We had to find a way to navigate such a sensitive issue. Ultimately, in consultation with the Chief Rabbi of Poland, Aleks, Dr. Sturdy Colls and other parties, we determined to leave the matzevot where they were lying and direct the path around them.
The moral dilemma created an opportunity to collaborate and to seek a resolution that allowed for the installation of the gravel pathway.

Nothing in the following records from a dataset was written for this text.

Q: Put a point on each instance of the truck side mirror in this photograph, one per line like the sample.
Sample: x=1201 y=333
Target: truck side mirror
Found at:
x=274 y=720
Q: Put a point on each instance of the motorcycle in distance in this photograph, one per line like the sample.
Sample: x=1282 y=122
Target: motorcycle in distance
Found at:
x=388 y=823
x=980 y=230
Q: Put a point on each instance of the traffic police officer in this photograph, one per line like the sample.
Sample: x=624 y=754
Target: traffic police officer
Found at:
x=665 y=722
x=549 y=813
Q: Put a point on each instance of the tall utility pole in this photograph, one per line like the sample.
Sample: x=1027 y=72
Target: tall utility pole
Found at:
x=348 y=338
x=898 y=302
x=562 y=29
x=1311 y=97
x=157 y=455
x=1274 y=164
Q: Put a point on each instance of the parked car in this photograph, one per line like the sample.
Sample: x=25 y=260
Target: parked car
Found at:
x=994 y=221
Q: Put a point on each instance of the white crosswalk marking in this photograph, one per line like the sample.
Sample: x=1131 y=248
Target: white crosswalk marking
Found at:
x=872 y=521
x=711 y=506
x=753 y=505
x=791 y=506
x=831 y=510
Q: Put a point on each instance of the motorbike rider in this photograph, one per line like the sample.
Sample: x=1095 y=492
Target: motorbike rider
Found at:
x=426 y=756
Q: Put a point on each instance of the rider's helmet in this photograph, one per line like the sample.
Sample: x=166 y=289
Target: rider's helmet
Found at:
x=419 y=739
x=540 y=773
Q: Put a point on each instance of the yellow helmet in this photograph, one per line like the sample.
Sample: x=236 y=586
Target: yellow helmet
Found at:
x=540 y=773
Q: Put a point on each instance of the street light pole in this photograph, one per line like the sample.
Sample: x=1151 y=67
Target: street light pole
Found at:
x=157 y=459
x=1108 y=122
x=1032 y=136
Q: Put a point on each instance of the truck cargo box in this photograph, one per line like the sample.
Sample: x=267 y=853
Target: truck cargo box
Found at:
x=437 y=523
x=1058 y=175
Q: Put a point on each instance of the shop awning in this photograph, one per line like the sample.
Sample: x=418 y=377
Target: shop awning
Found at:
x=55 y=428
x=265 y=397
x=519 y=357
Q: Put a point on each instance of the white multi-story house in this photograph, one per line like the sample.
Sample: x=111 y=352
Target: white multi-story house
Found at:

In the end the gravel pathway seemed to symbolize the work that those of us who work in Jewish cemeteries, do.
In the work of restoration, we frequently encounter unexpected “hiccups” or alternate realities that tend to throw our work off track. It is how we resolve these unexpected occurrences realistically that will determine successful outcomes, and develop leadership competencies and expertise in the work of restoring Jewish cemeteries.
In this instance, we found a resolution. In the end, Aleks called the pathway “The Path of Awareness,” as it revealed something hidden from the past, while making people aware of it in the present, as well as for the future.
— — — — — —
December 2, 2016
— — — — — —
Steven D. Reece is President of The Matzevah Foundation
The Germans were not the only Shoah perpetrators. Local allied Axis countries, army and police also participated some with enthisiam more than others. The end result was the wipeout of whole communities as early as 1941 that lived there for centuries.
GONE..Nobody lives there, nobody remembers. But the cemetery is evidence of that a community once lived and contributed to all the region. Schools, hospitals, stores, businesses, professionals, music, science and arts.
On a ROOTS trip to Romania and Moldova in March 2017, I came upon upon a cemetery the likes I have never seen in EDINET(z) in N. Rep of Moldova.
Sorry, I cannot upload pictures here.
Besides my father being deported to a Labour camp there (surprisingly) surviving I have no personal connection to that place.
There is no one left to take care of that cemetery. Any ideas or help will be appreciated.
Thanks
Harry
ps: Millions of Christians were killed by Nazi Germans.
“Reconciliation” is OK with Germans and individual collaborators, not with “Christians”. Holocaust was not “Christian”, it was Nazi German with a small % of collaborators (Jewish, Chrstian, Muslim and others).